The Annapurna Labs team at Amazon Web Services (AWS) builds AWS Neuron, the software development kit used to accelerate deep learning and GenAI workloads on Amazon's custom machine learning accelerators, Inferentia and Trainium. The Acceleration Kernel Library team is at the forefront of maximizing performance for AWS's custom ML accelerators.
As a ML Kernel Performance Engineer, you'll work at the hardware-software boundary, crafting high-performance kernels for ML functions and ensuring optimal performance for customer workloads. The role combines deep hardware knowledge with ML expertise to push the boundaries of AI acceleration. The AWS Neuron SDK includes an ML compiler, runtime, and application framework that seamlessly integrates with popular ML frameworks like PyTorch.
Working within the Neuron Compiler organization, you'll collaborate across multiple technology layers - from frameworks and compilers to runtime and collectives. You'll not only optimize current performance but also contribute to future architecture designs, working directly with customers to enable their models and ensure optimal performance.
The position offers competitive compensation ranging from $129,300 to $223,600 based on location, plus equity, sign-on payments, and comprehensive benefits. You'll join a diverse, inclusive team that values work-life balance and provides extensive opportunities for mentorship and career growth.
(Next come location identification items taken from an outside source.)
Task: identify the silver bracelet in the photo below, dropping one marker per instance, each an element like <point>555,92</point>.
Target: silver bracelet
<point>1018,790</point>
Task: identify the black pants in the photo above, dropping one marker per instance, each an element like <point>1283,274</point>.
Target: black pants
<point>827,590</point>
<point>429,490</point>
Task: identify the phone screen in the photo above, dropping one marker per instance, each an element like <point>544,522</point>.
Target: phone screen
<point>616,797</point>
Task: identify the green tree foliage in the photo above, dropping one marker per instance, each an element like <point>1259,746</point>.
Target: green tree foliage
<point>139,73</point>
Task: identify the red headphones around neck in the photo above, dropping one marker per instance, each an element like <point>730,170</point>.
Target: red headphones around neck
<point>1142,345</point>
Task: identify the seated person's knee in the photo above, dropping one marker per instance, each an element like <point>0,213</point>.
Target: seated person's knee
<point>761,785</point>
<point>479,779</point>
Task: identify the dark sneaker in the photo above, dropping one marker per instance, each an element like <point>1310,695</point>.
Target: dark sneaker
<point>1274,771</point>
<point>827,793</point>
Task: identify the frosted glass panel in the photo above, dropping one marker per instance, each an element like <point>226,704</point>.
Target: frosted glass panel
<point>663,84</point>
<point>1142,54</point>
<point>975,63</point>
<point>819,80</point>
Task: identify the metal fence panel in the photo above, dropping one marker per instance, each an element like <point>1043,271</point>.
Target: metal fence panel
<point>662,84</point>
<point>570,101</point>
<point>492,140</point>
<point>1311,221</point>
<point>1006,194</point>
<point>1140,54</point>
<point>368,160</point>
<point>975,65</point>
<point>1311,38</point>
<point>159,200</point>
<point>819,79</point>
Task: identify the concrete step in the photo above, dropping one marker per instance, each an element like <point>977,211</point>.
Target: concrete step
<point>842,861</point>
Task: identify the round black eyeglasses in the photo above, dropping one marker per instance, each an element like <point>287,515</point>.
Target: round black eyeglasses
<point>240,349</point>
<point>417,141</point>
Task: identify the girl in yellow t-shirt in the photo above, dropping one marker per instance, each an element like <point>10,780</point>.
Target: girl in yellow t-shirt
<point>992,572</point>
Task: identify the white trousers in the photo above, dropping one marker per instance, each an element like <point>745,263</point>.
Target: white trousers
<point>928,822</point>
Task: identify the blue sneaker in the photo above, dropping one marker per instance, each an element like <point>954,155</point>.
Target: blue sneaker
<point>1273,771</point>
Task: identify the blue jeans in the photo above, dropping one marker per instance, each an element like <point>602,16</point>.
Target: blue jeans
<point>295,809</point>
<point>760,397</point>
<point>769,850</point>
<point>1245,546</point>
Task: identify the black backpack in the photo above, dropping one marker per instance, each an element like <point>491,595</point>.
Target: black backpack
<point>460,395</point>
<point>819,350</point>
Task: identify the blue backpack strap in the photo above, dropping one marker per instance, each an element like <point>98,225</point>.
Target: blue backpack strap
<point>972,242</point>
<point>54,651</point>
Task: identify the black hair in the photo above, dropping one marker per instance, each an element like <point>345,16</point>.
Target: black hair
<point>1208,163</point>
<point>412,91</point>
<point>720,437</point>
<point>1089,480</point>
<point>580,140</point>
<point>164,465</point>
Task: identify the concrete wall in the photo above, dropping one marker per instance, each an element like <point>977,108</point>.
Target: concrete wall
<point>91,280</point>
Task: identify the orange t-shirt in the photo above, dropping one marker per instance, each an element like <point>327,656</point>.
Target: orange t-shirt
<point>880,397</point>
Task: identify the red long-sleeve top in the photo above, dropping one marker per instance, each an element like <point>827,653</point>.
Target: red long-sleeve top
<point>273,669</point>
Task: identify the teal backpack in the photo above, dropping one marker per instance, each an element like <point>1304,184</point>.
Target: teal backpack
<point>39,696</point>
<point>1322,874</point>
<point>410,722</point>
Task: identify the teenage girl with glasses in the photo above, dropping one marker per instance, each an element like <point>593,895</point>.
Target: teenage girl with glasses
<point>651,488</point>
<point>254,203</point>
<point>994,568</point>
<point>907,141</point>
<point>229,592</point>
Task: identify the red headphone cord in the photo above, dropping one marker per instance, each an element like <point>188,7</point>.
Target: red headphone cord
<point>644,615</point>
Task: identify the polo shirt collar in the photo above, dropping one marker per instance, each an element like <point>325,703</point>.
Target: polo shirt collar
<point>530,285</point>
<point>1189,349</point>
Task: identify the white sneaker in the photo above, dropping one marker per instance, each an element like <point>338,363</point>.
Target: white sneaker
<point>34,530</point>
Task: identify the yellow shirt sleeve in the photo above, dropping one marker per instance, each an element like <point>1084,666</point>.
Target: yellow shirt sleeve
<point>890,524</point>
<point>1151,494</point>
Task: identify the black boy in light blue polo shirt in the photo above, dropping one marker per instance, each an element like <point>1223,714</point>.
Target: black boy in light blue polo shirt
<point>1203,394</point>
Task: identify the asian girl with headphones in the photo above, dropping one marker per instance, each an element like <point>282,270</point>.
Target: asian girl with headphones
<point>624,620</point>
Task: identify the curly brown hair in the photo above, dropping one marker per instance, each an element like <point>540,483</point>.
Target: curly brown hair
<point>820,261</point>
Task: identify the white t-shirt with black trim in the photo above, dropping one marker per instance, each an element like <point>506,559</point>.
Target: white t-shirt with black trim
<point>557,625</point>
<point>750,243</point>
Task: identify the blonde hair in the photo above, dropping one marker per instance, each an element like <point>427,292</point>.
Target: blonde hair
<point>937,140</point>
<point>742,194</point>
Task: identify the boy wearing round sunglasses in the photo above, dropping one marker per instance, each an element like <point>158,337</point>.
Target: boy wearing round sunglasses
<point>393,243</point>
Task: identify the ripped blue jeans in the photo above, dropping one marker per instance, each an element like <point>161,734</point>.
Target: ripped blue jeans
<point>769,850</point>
The role is based in Cupertino, CA, where you'll work with cutting-edge technology at the intersection of machine learning, high-performance computing, and distributed architectures.
This is an opportunity to shape the future of AI acceleration technology while working in a startup-like environment within AWS, where innovation and experimentation are encouraged, and your contributions will have direct impact on global customers' ML workload performance.